US Coins

NGC to introduce a new slab hologram and QR code

Accessing with a smartphone the QR code on the back of the NGC grading label inserted with this certified 1893-S Morgan dollar will take the user to detailed information and images of the specific coin.

Images courtesy of Numismatic Guaranty Company.

Numismatic Guaranty Co. provided images of slabs bearing what it calls a new high-security hologram with unique QR code that the firm is introducing among its strategies to combat counterfeiting and create a safer marketplace for NGC-certified coins, tokens and medals.

Among the hologram enhancements on future NGC slabs, this QR code — a type of two-dimensional matrix barcode — and a numerical security code will be unique to the specific encapsulated collectible.

According to NGC officials, the enhancements will make it extremely difficult for counterfeiters to replicate or tamper with the NGC holder.

The enhancements can be found on the back side of the grading insert secured within the plastic holder.

According to NGC officials, “When the square-shaped QR code at the left of the hologram is scanned by a smartphone, it swiftly takes the user to that exact collectible in NGC’s Certification Verification tool. This allows a prospective buyer to quickly learn more about the collectible, including its NGC Census population data and, for many coins, its NGC Price Guide value.
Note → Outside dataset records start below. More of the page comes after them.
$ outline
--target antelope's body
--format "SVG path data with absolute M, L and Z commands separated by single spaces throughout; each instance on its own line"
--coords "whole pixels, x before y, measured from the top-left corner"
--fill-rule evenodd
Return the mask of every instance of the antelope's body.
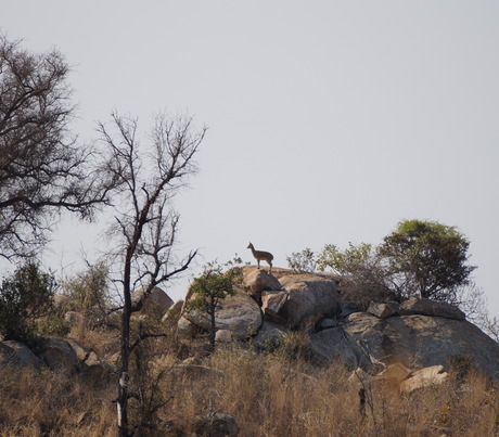
M 272 259 L 273 255 L 270 252 L 264 252 L 264 250 L 255 250 L 255 246 L 253 246 L 252 243 L 247 245 L 247 248 L 252 249 L 252 254 L 255 257 L 258 269 L 260 268 L 260 261 L 266 261 L 269 266 L 269 273 L 272 271 Z

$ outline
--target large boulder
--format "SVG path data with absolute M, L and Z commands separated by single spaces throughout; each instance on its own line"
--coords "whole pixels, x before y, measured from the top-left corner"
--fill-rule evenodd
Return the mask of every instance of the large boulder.
M 279 324 L 264 321 L 258 333 L 253 338 L 256 347 L 266 349 L 277 346 L 287 331 Z
M 280 280 L 287 299 L 278 316 L 291 326 L 306 324 L 338 310 L 336 282 L 315 274 L 292 274 Z
M 0 342 L 0 365 L 5 364 L 30 369 L 44 365 L 26 345 L 14 340 Z
M 444 372 L 443 365 L 432 365 L 421 369 L 400 383 L 401 393 L 411 393 L 418 388 L 438 385 L 447 380 L 448 373 Z
M 286 292 L 264 291 L 261 292 L 261 311 L 267 319 L 279 318 L 279 311 L 289 298 Z
M 465 320 L 356 312 L 343 326 L 312 334 L 311 346 L 319 361 L 341 359 L 353 369 L 379 362 L 448 369 L 452 357 L 471 356 L 479 372 L 499 377 L 499 344 Z
M 165 314 L 162 318 L 162 322 L 166 323 L 166 322 L 171 321 L 171 320 L 178 321 L 179 318 L 180 318 L 180 314 L 182 313 L 182 308 L 183 308 L 183 299 L 177 300 L 165 312 Z
M 192 324 L 205 331 L 210 330 L 210 321 L 206 313 L 200 311 L 184 312 L 180 318 L 188 320 Z M 182 327 L 184 322 L 179 321 Z M 217 330 L 228 330 L 232 332 L 234 338 L 244 339 L 254 335 L 261 325 L 261 311 L 259 306 L 245 292 L 238 290 L 233 296 L 228 296 L 222 303 L 222 308 L 215 313 L 215 324 Z
M 141 311 L 149 312 L 159 310 L 163 313 L 174 305 L 174 300 L 158 286 L 155 286 L 149 296 L 145 296 L 146 288 L 142 287 L 131 294 L 132 305 L 143 301 Z
M 243 285 L 246 292 L 254 296 L 257 301 L 260 301 L 264 290 L 281 290 L 279 280 L 265 270 L 251 271 L 244 277 Z
M 54 370 L 76 370 L 78 356 L 72 345 L 60 338 L 44 338 L 40 358 Z

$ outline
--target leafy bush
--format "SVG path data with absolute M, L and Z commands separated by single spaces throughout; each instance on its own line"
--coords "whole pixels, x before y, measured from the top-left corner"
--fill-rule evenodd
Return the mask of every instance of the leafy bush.
M 222 308 L 227 296 L 235 294 L 234 284 L 241 281 L 242 269 L 228 264 L 230 269 L 223 272 L 223 266 L 209 262 L 205 266 L 201 277 L 194 279 L 189 290 L 192 296 L 185 304 L 187 311 L 201 311 L 208 316 L 210 321 L 209 343 L 215 348 L 215 313 Z M 226 265 L 227 266 L 227 265 Z
M 55 282 L 36 262 L 18 268 L 0 286 L 0 334 L 5 339 L 29 343 L 35 337 L 35 320 L 52 308 Z
M 75 310 L 104 308 L 108 301 L 108 267 L 104 261 L 89 266 L 86 271 L 64 284 Z
M 406 220 L 378 247 L 325 245 L 318 265 L 342 275 L 341 290 L 354 301 L 425 297 L 457 304 L 475 269 L 468 264 L 469 245 L 455 227 Z
M 69 334 L 71 325 L 62 317 L 51 316 L 38 323 L 37 331 L 49 337 L 65 337 Z
M 316 256 L 308 247 L 294 252 L 286 258 L 287 266 L 296 273 L 312 273 L 317 269 Z

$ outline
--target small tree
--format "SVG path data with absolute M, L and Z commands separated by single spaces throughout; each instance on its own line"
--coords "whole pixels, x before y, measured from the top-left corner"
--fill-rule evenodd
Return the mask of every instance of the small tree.
M 139 330 L 132 332 L 130 318 L 139 311 L 152 290 L 184 271 L 196 252 L 182 261 L 176 260 L 174 246 L 179 215 L 171 198 L 195 173 L 194 155 L 206 129 L 192 132 L 192 118 L 156 118 L 148 146 L 137 138 L 136 119 L 112 115 L 111 127 L 99 125 L 107 150 L 104 178 L 114 180 L 115 223 L 111 234 L 116 237 L 114 255 L 119 266 L 115 283 L 123 297 L 120 364 L 118 383 L 118 427 L 120 436 L 132 429 L 128 421 L 128 401 L 138 395 L 129 390 L 129 361 L 140 343 L 157 335 Z M 143 287 L 142 299 L 132 304 L 131 293 Z
M 88 265 L 87 270 L 66 281 L 64 290 L 76 309 L 104 310 L 110 303 L 110 268 L 104 261 Z
M 91 218 L 114 181 L 68 131 L 69 68 L 56 51 L 23 50 L 0 35 L 0 256 L 31 256 L 54 215 Z
M 341 290 L 357 301 L 420 296 L 456 304 L 475 269 L 468 264 L 469 245 L 453 227 L 407 220 L 378 247 L 325 245 L 318 265 L 340 273 Z
M 452 301 L 476 268 L 468 264 L 470 242 L 455 227 L 406 220 L 379 248 L 391 281 L 408 296 Z
M 375 247 L 368 243 L 353 244 L 341 250 L 334 244 L 327 244 L 317 264 L 319 270 L 331 268 L 341 277 L 340 291 L 344 298 L 359 305 L 370 300 L 396 299 L 382 258 Z
M 223 272 L 223 267 L 210 262 L 205 266 L 201 277 L 196 278 L 189 295 L 192 296 L 185 304 L 187 311 L 197 310 L 209 318 L 209 345 L 215 349 L 216 312 L 222 308 L 222 303 L 227 296 L 235 294 L 234 283 L 240 281 L 242 270 L 233 267 Z
M 4 339 L 33 342 L 35 320 L 50 312 L 54 291 L 53 277 L 33 261 L 4 279 L 0 286 L 0 334 Z

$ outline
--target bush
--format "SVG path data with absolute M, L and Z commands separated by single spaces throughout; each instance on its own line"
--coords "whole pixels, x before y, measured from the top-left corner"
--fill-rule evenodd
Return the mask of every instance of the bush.
M 296 273 L 314 273 L 317 268 L 316 256 L 308 247 L 294 252 L 286 258 L 287 266 Z
M 64 284 L 75 310 L 104 308 L 108 303 L 108 267 L 99 261 Z
M 35 321 L 52 308 L 55 282 L 29 261 L 0 286 L 0 334 L 4 339 L 29 343 L 35 337 Z
M 468 264 L 469 245 L 455 227 L 406 220 L 376 247 L 350 243 L 341 250 L 325 245 L 318 265 L 341 274 L 341 291 L 358 304 L 411 297 L 457 304 L 475 269 Z

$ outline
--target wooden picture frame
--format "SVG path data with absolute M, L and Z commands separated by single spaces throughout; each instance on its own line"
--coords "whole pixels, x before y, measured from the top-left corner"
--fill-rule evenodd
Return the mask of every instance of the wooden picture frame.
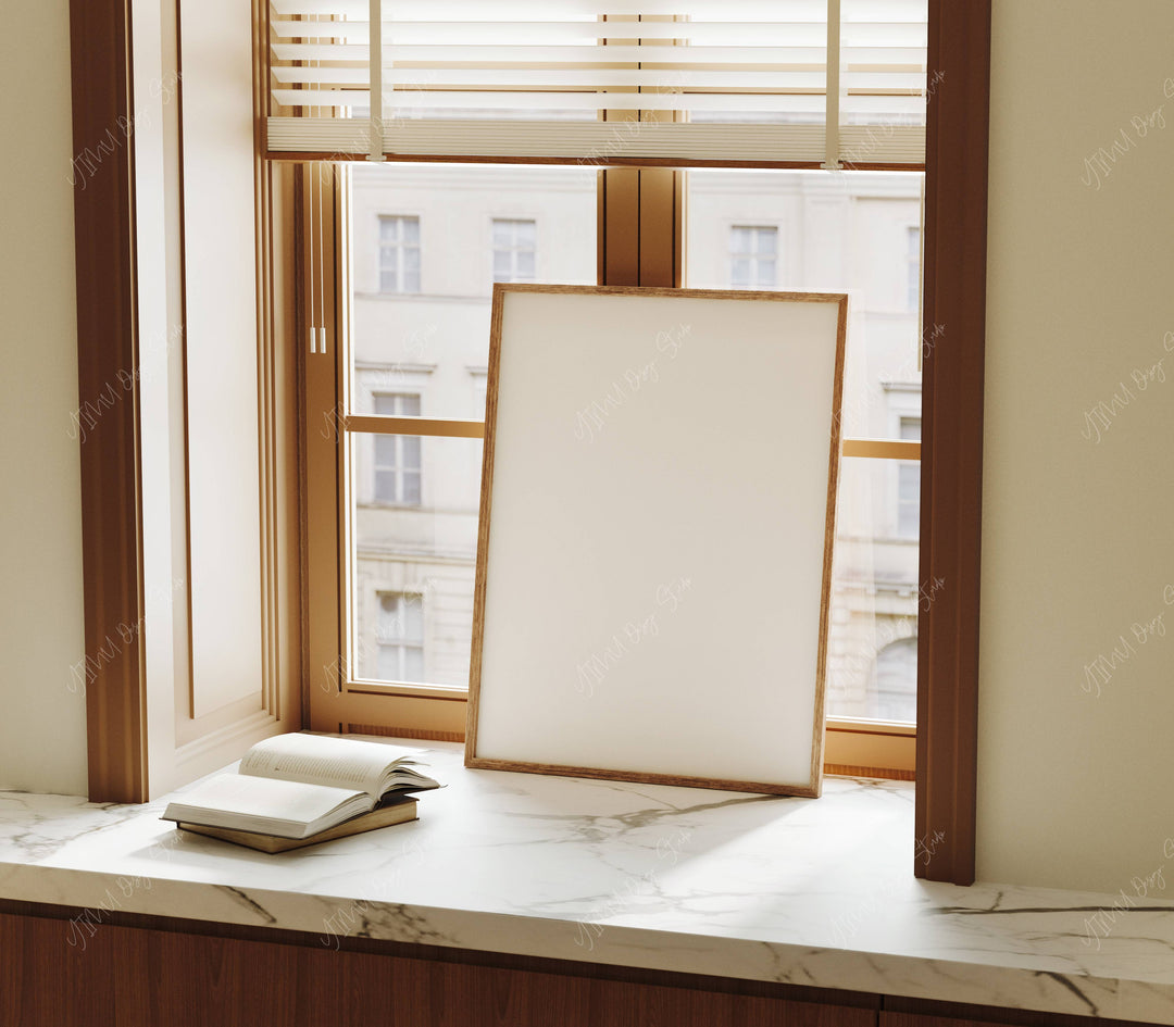
M 466 766 L 819 795 L 846 320 L 494 285 Z

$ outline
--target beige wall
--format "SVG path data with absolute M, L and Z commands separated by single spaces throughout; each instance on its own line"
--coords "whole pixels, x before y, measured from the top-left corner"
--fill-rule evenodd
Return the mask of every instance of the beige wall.
M 4 34 L 0 146 L 0 788 L 86 791 L 66 0 Z M 70 690 L 73 685 L 74 690 Z
M 986 880 L 1132 894 L 1174 836 L 1172 39 L 1168 0 L 994 0 Z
“In addition, the QR code enables the user to compare the collectible in hand to the high-resolution images taken by NGC at the time of encapsulation. NGC has imaged virtually every coin, token and medal that it has certified since late 2008 and makes these images available for free on its website — an essential resource for both counterfeit detection and numismatic research.”

According to grading service officials, in addition to the security elements, “The sophisticated hologram complements the aesthetics of the encapsulated collectible, as well as NGC’s holder and label. The NGC holder offers superior long-term preservation and protection for coins, tokens and medals.

“NGC is constantly looking for new ways to both innovate and create a more transparent and safe market for collectors and dealers,” says Andy Salzberg, executive vice president of Certified Collectibles Group, NGC’s parent firm. “With the addition of this new QR code we have accomplished both. Each QR code is unique, making them virtually impossible to counterfeit. In addition, we have made it faster and easier for collectors to look up a coin on NGC’s website.”

The new security hologram will initially be used with select bulk submissions to NGC’s Sarasota, Florida, office. In the coming weeks, the use of the new hologram will be expanded to include all submissions to NGC’s Sarasota, London, Munich, and Hong Kong offices.

Within a few months, its use is expected to be implemented at NGC’s Shanghai office in China.

More than 58 million numismatic items have been certified by NGC since it was established in 1987.